But did you know that some (or all) of the “conservative” justices joined in significant employment law decisions that Justice Breyer authored?

Here are three of them.

FLSA Retaliation

In Kasten v. Saint-Gobain Performance Plastics Corp., the plaintiff alleged that his employer retaliated against him for complaining about wage and hour practices. The lower court and appellate sided with Kasten’s employer. Why? Because although Kasten complained, he never did so in writing.

Justice Breyer (joined by Justices Alito, Kennedy, and Roberts, among others) disagreed. Writing for the Court, Justice Breyer concluded that the Fair Labor Standards Act protects employees from retaliation for complaining about violations of the statute, whether written or spoken.

Title VII Retaliation

Burlington Northern & Santa Fe Railway Co. v. White involved a plaintiff who alleged that her employer retaliated against her for complaining about harassment by giving her less desirable work duties. She was also suspended for 37 days without pay but eventually reinstated with full back pay.

White won $43,000 at trial. The Sixth Circuit affirmed, rejecting the employer’s argument that by making the plaintiff whole after the suspension and changing her job responsibilities, it did not commit any “adverse employment actions.”

The plaintiff’s win streak extended to three at the Supreme Court. The Supreme Court unanimously agreed that White suffered retaliatory discrimination. Justice Breyer’s opinion emphasized that Title VII‘s anti-retaliation provision covers those employer actions that would have been materially adverse to a reasonable employee or applicant. A plaintiff need only show that the challenged action “well might have ‘dissuaded a reasonable worker from making or supporting a charge of discrimination.'”

An employer-friendly ADA decision.


In US Airways, Inc. v. Barnett, an employee sued his employer, claiming that it failed to accommodate his disability (back injury) and violated the Americans with Disabilities Act. First, it was all good; he transferred into a new, less physically demanding position. However, the plaintiff later lost his job due to the employer’s seniority system.
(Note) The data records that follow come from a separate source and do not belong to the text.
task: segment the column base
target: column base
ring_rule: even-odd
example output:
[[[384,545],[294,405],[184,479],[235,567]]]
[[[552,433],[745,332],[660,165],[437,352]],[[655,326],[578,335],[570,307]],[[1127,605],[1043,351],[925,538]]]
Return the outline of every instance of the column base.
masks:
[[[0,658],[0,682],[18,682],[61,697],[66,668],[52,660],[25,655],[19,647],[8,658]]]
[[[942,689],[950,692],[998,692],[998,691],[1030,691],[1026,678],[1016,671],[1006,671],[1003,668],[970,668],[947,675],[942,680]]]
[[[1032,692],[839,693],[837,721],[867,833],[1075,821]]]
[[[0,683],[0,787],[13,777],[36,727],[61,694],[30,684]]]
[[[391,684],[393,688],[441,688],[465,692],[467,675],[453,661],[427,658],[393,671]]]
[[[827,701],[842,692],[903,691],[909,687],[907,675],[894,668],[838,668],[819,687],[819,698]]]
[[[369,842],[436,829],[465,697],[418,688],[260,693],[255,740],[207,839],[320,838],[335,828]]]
The lower court granted summary judgment to the employer, holding that altering a seniority system would result in an “undue hardship” to the employer. The Ninth Circuit reversed, reasoning that disrupting a seniority system does not per se create an undue hardship. Instead, the analysis is more fact-intensive.
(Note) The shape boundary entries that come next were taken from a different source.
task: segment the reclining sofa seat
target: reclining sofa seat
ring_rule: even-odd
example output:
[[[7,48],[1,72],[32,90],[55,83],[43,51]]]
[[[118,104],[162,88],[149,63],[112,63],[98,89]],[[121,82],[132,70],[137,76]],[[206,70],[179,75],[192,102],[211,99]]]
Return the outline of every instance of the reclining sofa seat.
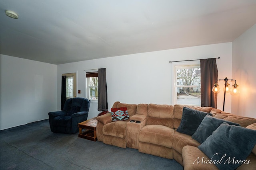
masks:
[[[154,104],[130,105],[117,102],[112,108],[122,107],[128,108],[130,116],[129,120],[122,123],[112,122],[110,113],[97,117],[98,140],[107,144],[136,149],[142,152],[174,159],[184,166],[184,170],[218,170],[218,168],[213,164],[193,164],[198,156],[207,157],[198,149],[200,143],[191,136],[176,131],[181,121],[184,107],[210,113],[215,117],[239,123],[244,127],[251,126],[252,128],[250,129],[256,130],[256,119],[227,113],[210,107],[179,104],[173,106]],[[139,121],[141,123],[131,123],[130,120]],[[109,127],[110,125],[111,126]],[[256,152],[256,147],[254,150],[254,153]],[[256,162],[256,156],[253,153],[248,158]],[[237,169],[243,169],[245,165]],[[250,166],[252,167],[252,169],[256,169],[254,168],[256,168],[256,163],[251,164]]]
[[[128,104],[120,103],[119,102],[114,103],[112,108],[120,108],[126,107],[127,108],[129,117],[130,117],[136,114],[137,105]],[[103,125],[98,125],[100,127],[102,127],[102,134],[96,134],[98,140],[102,140],[104,143],[116,146],[121,148],[126,148],[126,123],[130,119],[124,121],[116,121],[112,122],[111,113],[106,114],[110,119]],[[110,117],[109,115],[110,115]],[[99,124],[98,123],[98,124]],[[98,125],[97,125],[97,129]],[[96,131],[97,132],[97,131]],[[102,139],[100,137],[102,136]]]

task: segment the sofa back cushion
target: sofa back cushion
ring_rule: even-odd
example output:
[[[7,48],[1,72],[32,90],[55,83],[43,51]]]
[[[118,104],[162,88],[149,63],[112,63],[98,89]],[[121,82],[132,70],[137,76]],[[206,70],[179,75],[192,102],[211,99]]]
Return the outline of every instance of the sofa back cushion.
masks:
[[[137,106],[136,114],[148,115],[148,104],[139,104]]]
[[[118,103],[115,105],[115,107],[112,108],[120,108],[120,107],[127,107],[128,114],[130,117],[133,115],[136,114],[136,111],[137,109],[136,104],[126,104],[122,103]]]
[[[174,119],[173,119],[173,128],[174,130],[176,130],[180,126],[181,118],[182,117],[183,107],[184,107],[207,113],[210,113],[211,111],[214,109],[214,108],[210,107],[195,106],[178,104],[174,105]]]
[[[214,117],[240,124],[241,126],[244,127],[256,123],[256,119],[234,115],[225,112],[218,109],[212,109],[211,111],[211,113]]]
[[[172,129],[173,111],[172,105],[149,104],[146,124],[162,125]]]

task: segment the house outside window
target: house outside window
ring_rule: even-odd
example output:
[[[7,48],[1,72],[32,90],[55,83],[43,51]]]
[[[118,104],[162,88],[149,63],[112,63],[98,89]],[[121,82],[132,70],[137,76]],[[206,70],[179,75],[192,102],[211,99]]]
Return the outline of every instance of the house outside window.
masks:
[[[174,104],[201,106],[200,64],[174,64],[172,90]]]
[[[98,101],[98,72],[86,72],[86,96],[89,100]]]

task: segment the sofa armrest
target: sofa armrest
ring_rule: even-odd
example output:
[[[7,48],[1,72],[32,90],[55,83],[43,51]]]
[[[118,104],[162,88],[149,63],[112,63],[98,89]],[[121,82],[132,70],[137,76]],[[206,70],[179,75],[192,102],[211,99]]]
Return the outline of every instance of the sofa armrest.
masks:
[[[142,121],[146,119],[146,115],[136,114],[132,116],[131,116],[130,119],[135,120],[136,121]]]
[[[184,170],[218,170],[214,164],[204,163],[210,159],[197,147],[185,146],[182,152]]]
[[[106,125],[112,121],[111,113],[108,113],[103,115],[98,116],[96,118],[97,120],[102,123],[103,125]]]
[[[88,111],[80,111],[79,112],[75,113],[71,115],[71,117],[76,117],[79,116],[83,116],[84,115],[86,115],[88,114]]]
[[[52,117],[55,117],[57,116],[62,116],[63,115],[66,115],[66,111],[52,111],[51,112],[48,113],[48,115],[49,116],[51,116]]]

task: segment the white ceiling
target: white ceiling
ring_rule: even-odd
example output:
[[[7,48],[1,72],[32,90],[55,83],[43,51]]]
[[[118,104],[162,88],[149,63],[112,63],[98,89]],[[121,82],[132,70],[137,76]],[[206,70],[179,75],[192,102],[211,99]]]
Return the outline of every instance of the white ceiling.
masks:
[[[1,0],[0,53],[60,64],[231,42],[256,23],[256,0]]]

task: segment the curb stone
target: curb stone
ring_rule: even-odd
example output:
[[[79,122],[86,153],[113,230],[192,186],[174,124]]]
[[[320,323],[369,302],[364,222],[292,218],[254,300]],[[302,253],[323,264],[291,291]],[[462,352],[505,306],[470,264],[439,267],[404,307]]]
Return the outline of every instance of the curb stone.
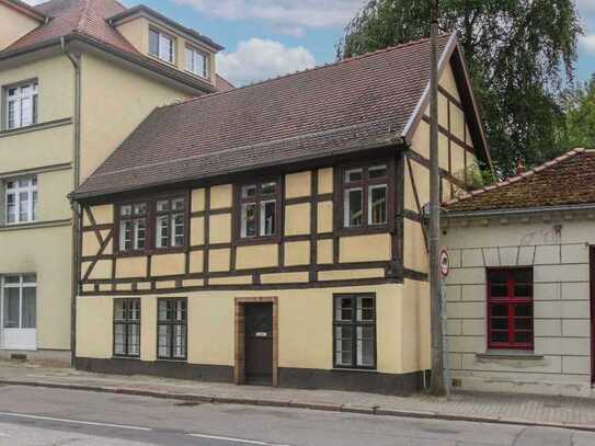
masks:
[[[361,413],[368,415],[379,416],[399,416],[409,419],[431,419],[431,420],[446,420],[446,421],[464,421],[474,423],[491,423],[491,424],[512,424],[524,426],[539,426],[539,427],[556,427],[573,431],[595,432],[595,425],[591,424],[573,424],[573,423],[551,423],[541,422],[535,420],[525,419],[505,419],[497,416],[476,416],[465,414],[451,414],[443,412],[423,412],[423,411],[404,411],[398,409],[384,409],[381,407],[358,407],[358,405],[342,405],[333,403],[322,402],[306,402],[306,401],[284,401],[284,400],[259,400],[250,398],[238,397],[217,397],[208,394],[192,394],[192,393],[175,393],[163,392],[157,390],[138,390],[124,387],[106,387],[106,386],[83,386],[83,385],[66,385],[58,382],[43,382],[43,381],[18,381],[10,379],[0,379],[0,384],[8,386],[25,386],[25,387],[44,387],[49,389],[68,389],[79,391],[90,391],[99,393],[115,393],[115,394],[129,394],[135,397],[151,397],[168,400],[180,401],[196,401],[196,402],[210,402],[210,403],[225,403],[225,404],[243,404],[243,405],[260,405],[260,407],[284,407],[294,409],[309,409],[327,412],[344,412],[344,413]]]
So, does the ADA require an employer to reassign a disabled employee to a position as a reasonable accommodation even though another employee is entitled to hold the position under the employer’s seniority system?
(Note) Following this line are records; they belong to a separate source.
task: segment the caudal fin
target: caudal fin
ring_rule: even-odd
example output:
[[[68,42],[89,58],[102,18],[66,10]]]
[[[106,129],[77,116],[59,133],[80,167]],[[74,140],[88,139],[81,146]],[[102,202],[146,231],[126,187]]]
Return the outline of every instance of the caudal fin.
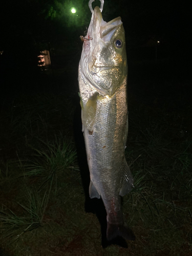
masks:
[[[135,236],[133,231],[126,224],[111,224],[108,222],[106,239],[110,241],[117,236],[122,237],[125,239],[135,240]]]

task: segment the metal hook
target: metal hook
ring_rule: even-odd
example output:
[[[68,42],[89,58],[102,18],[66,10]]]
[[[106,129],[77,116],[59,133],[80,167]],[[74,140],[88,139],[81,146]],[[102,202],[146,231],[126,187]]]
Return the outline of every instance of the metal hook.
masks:
[[[101,2],[101,7],[100,7],[100,10],[101,11],[101,12],[102,12],[102,11],[103,10],[103,4],[104,4],[104,0],[99,0],[99,1]],[[93,10],[92,8],[92,3],[93,2],[95,2],[95,0],[90,0],[89,2],[89,9],[90,9],[90,11],[91,12],[93,13]]]

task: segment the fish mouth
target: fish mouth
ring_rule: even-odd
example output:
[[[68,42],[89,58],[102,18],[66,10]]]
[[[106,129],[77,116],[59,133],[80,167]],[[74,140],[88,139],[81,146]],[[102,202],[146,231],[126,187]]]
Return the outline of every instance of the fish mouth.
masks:
[[[110,72],[110,70],[115,71],[113,73],[119,73],[119,67],[116,65],[108,66],[107,59],[102,63],[98,60],[100,57],[99,52],[101,52],[102,48],[107,49],[108,45],[116,29],[119,27],[122,23],[120,17],[114,18],[106,23],[104,21],[100,8],[96,6],[94,8],[86,38],[91,38],[84,41],[83,51],[82,52],[80,66],[84,79],[88,83],[93,86],[101,94],[105,96],[109,94],[109,90],[106,87],[103,86],[101,82],[103,77],[101,74],[103,72]],[[97,62],[97,63],[96,63]],[[98,65],[99,64],[99,65]],[[104,64],[104,65],[103,65]],[[105,64],[106,64],[105,66]],[[118,70],[118,71],[117,70]]]

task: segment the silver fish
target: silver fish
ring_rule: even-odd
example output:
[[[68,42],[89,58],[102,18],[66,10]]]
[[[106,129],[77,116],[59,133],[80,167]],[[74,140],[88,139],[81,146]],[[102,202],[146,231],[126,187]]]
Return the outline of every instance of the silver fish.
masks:
[[[128,132],[127,65],[120,17],[103,20],[93,13],[79,65],[82,131],[90,173],[91,198],[101,197],[107,214],[106,238],[134,240],[124,220],[121,196],[133,179],[124,156]]]

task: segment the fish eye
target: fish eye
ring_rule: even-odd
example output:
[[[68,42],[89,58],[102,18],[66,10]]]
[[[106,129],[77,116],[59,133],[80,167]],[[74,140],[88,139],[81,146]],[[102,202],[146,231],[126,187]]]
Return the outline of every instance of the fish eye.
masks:
[[[120,39],[117,39],[114,41],[115,45],[117,48],[120,49],[123,46],[123,43]]]

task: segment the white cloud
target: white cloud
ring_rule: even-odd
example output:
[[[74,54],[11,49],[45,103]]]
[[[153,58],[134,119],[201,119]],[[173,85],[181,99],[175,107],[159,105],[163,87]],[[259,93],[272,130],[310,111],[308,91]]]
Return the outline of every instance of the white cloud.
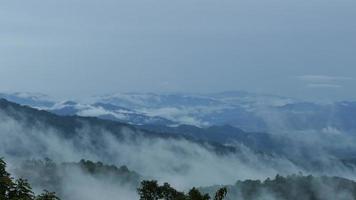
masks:
[[[342,88],[341,85],[326,84],[326,83],[312,83],[312,84],[308,84],[307,87],[309,87],[309,88]]]
[[[303,75],[298,76],[302,81],[313,82],[313,83],[329,83],[336,81],[349,81],[353,80],[352,77],[343,77],[343,76],[327,76],[327,75]]]

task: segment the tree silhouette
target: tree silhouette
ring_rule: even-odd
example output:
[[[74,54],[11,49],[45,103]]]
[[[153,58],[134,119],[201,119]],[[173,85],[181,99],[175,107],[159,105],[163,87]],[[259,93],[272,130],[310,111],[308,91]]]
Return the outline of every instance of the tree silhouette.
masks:
[[[227,194],[227,189],[226,187],[220,188],[216,193],[215,193],[215,198],[214,200],[223,200],[226,197]]]
[[[55,193],[45,191],[37,196],[25,179],[13,181],[10,173],[6,171],[6,162],[0,158],[0,200],[59,200]]]

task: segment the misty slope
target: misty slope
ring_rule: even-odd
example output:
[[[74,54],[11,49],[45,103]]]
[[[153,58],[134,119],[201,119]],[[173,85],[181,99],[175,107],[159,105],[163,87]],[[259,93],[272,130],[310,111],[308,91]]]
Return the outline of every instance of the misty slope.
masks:
[[[266,142],[266,135],[244,132],[231,126],[206,129],[151,126],[151,130],[146,129],[94,117],[58,116],[0,100],[0,155],[12,166],[24,160],[45,157],[57,163],[88,159],[126,165],[144,179],[169,182],[180,190],[298,172],[356,178],[353,165],[346,165],[321,148],[329,145],[323,138],[317,138],[321,143],[315,145],[304,142],[304,139],[310,141],[309,137],[299,138],[301,142],[298,143],[296,135],[292,135],[283,140],[283,145],[272,145],[283,154],[265,154],[256,153],[254,148],[263,146],[260,142]],[[229,139],[224,141],[223,137]],[[216,142],[229,143],[228,140],[235,139],[236,143],[229,146]],[[332,135],[331,144],[354,150],[354,140],[347,138],[351,146],[344,140],[339,140],[341,143],[335,141],[338,140]],[[83,175],[82,171],[71,171],[69,176],[71,179],[63,183],[69,187],[65,189],[66,193],[73,192],[71,188],[80,191],[78,187],[84,184],[83,187],[99,187],[105,200],[118,192],[125,193],[127,199],[137,199],[135,190],[126,187],[115,190],[117,185],[109,187],[105,181]],[[94,200],[99,194],[76,195],[75,199]]]
[[[212,193],[221,186],[201,188]],[[339,177],[303,175],[237,181],[227,187],[226,200],[355,200],[356,182]]]
[[[85,103],[58,102],[28,93],[0,97],[59,115],[98,117],[133,125],[230,125],[249,132],[356,130],[354,102],[321,104],[239,91],[199,95],[121,93],[93,97]]]

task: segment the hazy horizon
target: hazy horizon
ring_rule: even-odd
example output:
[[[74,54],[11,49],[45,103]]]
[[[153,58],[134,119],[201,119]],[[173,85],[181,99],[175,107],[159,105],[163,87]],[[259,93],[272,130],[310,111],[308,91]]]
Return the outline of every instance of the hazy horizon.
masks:
[[[0,90],[356,100],[356,2],[2,1]]]

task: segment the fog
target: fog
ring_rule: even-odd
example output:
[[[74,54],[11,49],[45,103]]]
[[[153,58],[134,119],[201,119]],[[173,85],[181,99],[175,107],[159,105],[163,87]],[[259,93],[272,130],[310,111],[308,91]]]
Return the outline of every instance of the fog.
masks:
[[[117,166],[126,165],[142,175],[143,179],[169,182],[180,190],[193,186],[234,184],[237,180],[264,180],[276,174],[324,174],[356,178],[354,169],[334,162],[334,157],[322,148],[324,141],[328,142],[325,144],[327,146],[335,145],[332,139],[318,141],[320,135],[309,137],[314,135],[312,133],[297,134],[297,137],[293,137],[296,138],[294,142],[285,140],[290,143],[285,144],[285,149],[282,148],[282,151],[288,152],[284,155],[257,153],[233,141],[230,145],[238,149],[236,152],[217,153],[208,143],[200,144],[183,138],[147,137],[143,132],[131,128],[123,128],[121,134],[123,137],[118,138],[113,132],[85,124],[71,139],[66,139],[61,132],[42,122],[29,127],[21,120],[14,120],[0,112],[0,155],[9,163],[9,170],[15,177],[15,169],[21,162],[48,157],[57,163],[89,159]],[[304,147],[308,149],[303,151],[312,151],[309,155],[317,157],[324,166],[319,170],[303,166],[308,158],[303,158],[305,154],[301,153],[303,146],[300,144],[305,144]],[[295,158],[301,162],[288,160],[288,155],[297,155]],[[61,173],[65,177],[61,186],[65,199],[138,199],[134,188],[88,176],[80,169],[72,168]],[[45,188],[34,189],[41,191]]]

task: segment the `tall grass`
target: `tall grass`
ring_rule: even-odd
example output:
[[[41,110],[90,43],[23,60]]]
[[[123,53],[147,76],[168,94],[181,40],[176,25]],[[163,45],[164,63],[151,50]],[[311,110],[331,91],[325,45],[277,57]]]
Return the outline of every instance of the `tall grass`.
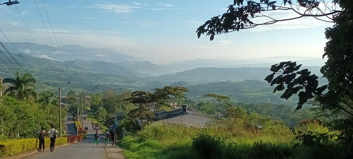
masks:
[[[301,147],[291,148],[294,136],[288,128],[258,130],[244,123],[228,119],[205,129],[154,123],[125,137],[120,144],[128,159],[290,159],[307,153]]]

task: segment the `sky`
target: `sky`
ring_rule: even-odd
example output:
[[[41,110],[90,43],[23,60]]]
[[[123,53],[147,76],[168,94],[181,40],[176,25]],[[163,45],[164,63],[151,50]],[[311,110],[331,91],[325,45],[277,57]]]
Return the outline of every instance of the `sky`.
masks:
[[[108,48],[161,64],[195,58],[321,57],[325,28],[333,25],[306,18],[218,35],[211,41],[205,36],[198,39],[195,32],[225,13],[233,1],[36,0],[38,9],[34,0],[19,1],[16,6],[38,44],[52,45],[42,18],[56,46],[44,2],[59,46]],[[266,14],[275,19],[295,16],[286,11]],[[14,5],[0,5],[0,29],[10,41],[33,42]],[[2,34],[0,40],[8,42]]]

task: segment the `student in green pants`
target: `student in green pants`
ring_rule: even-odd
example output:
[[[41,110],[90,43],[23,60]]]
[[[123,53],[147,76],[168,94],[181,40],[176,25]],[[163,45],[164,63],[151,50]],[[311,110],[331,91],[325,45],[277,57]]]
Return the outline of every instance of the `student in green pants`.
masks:
[[[106,134],[104,135],[105,138],[104,139],[104,143],[106,145],[106,146],[108,146],[108,143],[109,142],[109,138],[110,138],[110,134],[108,132],[108,130],[106,130]]]
[[[99,140],[99,134],[98,134],[98,131],[96,131],[96,134],[93,137],[94,137],[94,146],[98,146],[98,140]]]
No, wrote Justice Breyer. Justices Rehnquist, O’Connor, and Kennedy agreed. (So did Justice Stevens.) An employer’s showing that the requested accommodation conflicts with seniority rules ordinarily establishes that an “accommodation” is not “reasonable.” However, the employee remains free to present evidence of special circumstances that makes a seniority rule exception reasonable in the particular case.

It just goes to show that, reputation aside, you never really know how a Supreme Court Justice will decide a case.